Артамонов опустил глаза, застыдился. Эх, сказать бы ей тогда: «Мам, какая ты красивая!» Теперь вот дочка прижмется другой раз к жене и скажет эти самые слова. А он не мог. Не умел. Не такими они росли тогда.
Корову они чуть было не купили в тот же день. Пришли к обеду в эту самую Крутиху (деревню-то мать хоть точно назвала вечером), и первые же встречные люди подсказали им: да, продают тут одни старики. У них, видишь ли, две коровы, молодая и старая, а им уж не под силу двух-то обрабатывать. Вот решили старую продать, а себе молодую оставить.
Старики эти — и сами они, и вся их многочисленная животина — оказались очень интересными, похожими: будто из одного яйца вылупились. Старушка маленькая, беленькая, смирненькая. Дед тоже белый, в белой рубахе навыпуск, но могутный, с бородищей до пояса. Если бы Артамонов к тому времени знал про бога Саваофа — то подумал бы: вылитый Саваоф. Белые, как одна, курицы бродили по просторному двору; белый поросенок, будто его долго терли с мылом, копался под плетнем.
Корова, предназначенная на продажу, по случаю обеденного зноя, стояла в темном пригоне, и, когда дед открыл двери, Артамонов с матерью увидели, что и корова тоже белая. Тут у них враз дрогнули сердца, они даже быстро обменялись ликующими взглядами — вспомнили Белянку. Кстати, и звали корову Беляна, и потому, наверное, так уважительно, а не сокращенно, что была она крупной, степенной, с выменем ведерницы и добрыми, ленивыми глазами. Прямо буйвол, а не корова — в нее, пожалуй, две Белянки вошло бы.
Еще была у стариков пасека в десять ульев, и мать стала сразу бить на сочувствие: конечно, мол, когда молодых в доме нет, трудно с таким хозяйством управляться — и там успеть надо, и там доглядеть, а ведь ей, животине-то, каждой подай, она ведь есть просит.
Старуха мелко кивала головой: «Так, так, доченька, так…» Старик степенно оглаживал бороду: «Чижаловато, однако, что говорить».
Но, когда зашла речь о цене, оказалось, что старички свою выгоду крепко блюдут: потому, наверное, и двор у них был такой богатейший. Ровно на тыщу рублей больше, чем имелось у матери, запросили они за свою Беляну.
Мать на мгновение аж речи лишилась. Но быстро обрела себя. Тут нельзя было растерянности выказывать, сознаваться, что не по нам, нищенкам, такая цена.

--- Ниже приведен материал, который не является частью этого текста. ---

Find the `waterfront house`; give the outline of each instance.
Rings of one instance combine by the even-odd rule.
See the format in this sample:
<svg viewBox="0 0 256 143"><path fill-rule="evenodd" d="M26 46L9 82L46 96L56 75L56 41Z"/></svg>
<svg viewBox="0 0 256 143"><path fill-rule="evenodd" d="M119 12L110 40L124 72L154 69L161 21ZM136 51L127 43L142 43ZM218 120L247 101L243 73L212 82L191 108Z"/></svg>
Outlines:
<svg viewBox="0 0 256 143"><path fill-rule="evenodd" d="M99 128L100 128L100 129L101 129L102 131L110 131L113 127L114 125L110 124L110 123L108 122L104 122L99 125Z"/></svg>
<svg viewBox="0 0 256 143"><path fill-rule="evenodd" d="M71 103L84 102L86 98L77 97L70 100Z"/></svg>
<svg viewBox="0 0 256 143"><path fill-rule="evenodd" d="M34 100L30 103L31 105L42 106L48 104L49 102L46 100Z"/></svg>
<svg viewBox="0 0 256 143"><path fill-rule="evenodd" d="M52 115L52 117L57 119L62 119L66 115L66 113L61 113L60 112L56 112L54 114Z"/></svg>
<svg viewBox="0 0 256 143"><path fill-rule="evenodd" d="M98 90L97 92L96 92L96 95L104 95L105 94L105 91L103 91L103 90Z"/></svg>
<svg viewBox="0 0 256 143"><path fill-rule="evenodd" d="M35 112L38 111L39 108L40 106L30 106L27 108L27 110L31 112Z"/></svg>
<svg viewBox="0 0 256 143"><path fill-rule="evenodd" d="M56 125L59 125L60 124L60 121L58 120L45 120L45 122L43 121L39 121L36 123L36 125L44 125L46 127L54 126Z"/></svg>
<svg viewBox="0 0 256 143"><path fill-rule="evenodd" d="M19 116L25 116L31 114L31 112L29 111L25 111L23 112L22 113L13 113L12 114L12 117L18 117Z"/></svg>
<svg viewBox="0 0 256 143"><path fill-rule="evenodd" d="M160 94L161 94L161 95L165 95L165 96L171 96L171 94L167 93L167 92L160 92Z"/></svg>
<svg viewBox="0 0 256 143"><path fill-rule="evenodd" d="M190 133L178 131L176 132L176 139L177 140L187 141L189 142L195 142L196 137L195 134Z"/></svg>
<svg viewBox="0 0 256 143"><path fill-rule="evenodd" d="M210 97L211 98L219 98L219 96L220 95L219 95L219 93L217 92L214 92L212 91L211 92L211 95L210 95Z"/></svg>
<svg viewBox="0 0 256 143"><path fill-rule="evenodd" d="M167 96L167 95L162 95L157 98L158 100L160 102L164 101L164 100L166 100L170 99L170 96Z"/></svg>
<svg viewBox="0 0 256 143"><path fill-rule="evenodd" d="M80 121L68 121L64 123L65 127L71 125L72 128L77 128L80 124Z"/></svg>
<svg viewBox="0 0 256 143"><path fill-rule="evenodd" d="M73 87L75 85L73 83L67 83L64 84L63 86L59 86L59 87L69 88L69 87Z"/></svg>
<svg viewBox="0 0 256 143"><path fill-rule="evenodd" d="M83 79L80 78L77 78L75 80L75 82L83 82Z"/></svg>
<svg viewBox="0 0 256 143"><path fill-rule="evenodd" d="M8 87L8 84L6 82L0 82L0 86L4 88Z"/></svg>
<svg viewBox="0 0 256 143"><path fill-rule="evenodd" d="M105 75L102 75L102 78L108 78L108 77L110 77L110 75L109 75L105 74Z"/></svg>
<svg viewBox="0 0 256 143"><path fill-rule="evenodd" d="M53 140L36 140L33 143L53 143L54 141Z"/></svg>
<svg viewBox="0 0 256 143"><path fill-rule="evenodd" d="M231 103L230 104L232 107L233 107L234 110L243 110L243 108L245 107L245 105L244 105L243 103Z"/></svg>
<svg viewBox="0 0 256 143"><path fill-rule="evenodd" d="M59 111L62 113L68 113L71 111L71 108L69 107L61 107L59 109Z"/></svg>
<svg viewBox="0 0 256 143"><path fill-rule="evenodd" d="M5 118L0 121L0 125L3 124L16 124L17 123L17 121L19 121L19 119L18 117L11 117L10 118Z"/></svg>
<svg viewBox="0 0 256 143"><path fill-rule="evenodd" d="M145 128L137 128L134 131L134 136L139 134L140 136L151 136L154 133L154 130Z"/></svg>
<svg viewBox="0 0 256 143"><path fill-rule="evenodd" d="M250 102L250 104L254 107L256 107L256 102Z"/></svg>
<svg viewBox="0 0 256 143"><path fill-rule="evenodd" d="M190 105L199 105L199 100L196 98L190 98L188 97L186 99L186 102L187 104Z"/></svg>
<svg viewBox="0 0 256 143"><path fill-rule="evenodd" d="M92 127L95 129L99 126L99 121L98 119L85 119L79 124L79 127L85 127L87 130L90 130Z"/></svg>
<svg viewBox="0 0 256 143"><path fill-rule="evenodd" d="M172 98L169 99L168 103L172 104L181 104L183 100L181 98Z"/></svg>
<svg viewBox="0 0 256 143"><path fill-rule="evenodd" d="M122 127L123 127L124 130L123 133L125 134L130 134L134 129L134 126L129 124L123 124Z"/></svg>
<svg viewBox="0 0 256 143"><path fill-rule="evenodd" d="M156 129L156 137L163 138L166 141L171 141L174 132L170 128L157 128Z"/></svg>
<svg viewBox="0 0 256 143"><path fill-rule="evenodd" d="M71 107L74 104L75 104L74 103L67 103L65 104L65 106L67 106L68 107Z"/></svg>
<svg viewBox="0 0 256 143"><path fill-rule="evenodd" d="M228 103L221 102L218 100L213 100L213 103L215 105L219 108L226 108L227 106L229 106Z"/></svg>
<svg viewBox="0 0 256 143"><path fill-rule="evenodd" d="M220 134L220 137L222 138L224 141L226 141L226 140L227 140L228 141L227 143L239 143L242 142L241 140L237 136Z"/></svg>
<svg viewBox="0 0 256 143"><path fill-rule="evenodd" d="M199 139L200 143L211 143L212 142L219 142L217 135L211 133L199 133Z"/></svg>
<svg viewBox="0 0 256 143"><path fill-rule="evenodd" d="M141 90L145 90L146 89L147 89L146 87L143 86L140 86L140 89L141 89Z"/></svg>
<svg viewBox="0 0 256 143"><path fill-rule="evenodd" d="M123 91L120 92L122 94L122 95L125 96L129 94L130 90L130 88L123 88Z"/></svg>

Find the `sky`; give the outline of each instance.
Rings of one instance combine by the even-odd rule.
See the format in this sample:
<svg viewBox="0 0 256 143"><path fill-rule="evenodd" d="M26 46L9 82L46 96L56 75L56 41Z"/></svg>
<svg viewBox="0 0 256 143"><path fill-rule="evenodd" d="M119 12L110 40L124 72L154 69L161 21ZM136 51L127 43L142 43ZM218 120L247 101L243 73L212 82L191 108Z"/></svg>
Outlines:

Мать повела наступление. Ух, как билось она за эту тысячу. И коровьи-то стати снижала: что ж, мол, вы молодую-то не продаете? Давайте уж тогда молодую — она, может, и стоит таких денег. А эта уж пожила, послужила. А мне ведь ее не на год, не на два, мне ведь своих детишек кормить, на ноги ставить. Вот он, со мной-то, — старший, а остальные мал мала меньше (тут мать хитрила — старше Артамонова была еще сестра).
И на бога-то она их брала, заметив в доме иконы и сообразив, что старички прочно верующие: побойтесь, дескать, бога-то, дедушка-бабушка. И сама крестилась: господи, ты видишь! Хотя вовсе и не верила в Христа, а была закоренелой язычницей. Точнее, не то чтобы не верила, а яростно враждовала с ним, справедливо считая, что для нее он за всю ее горькую жизнь палец о палец не стукнул.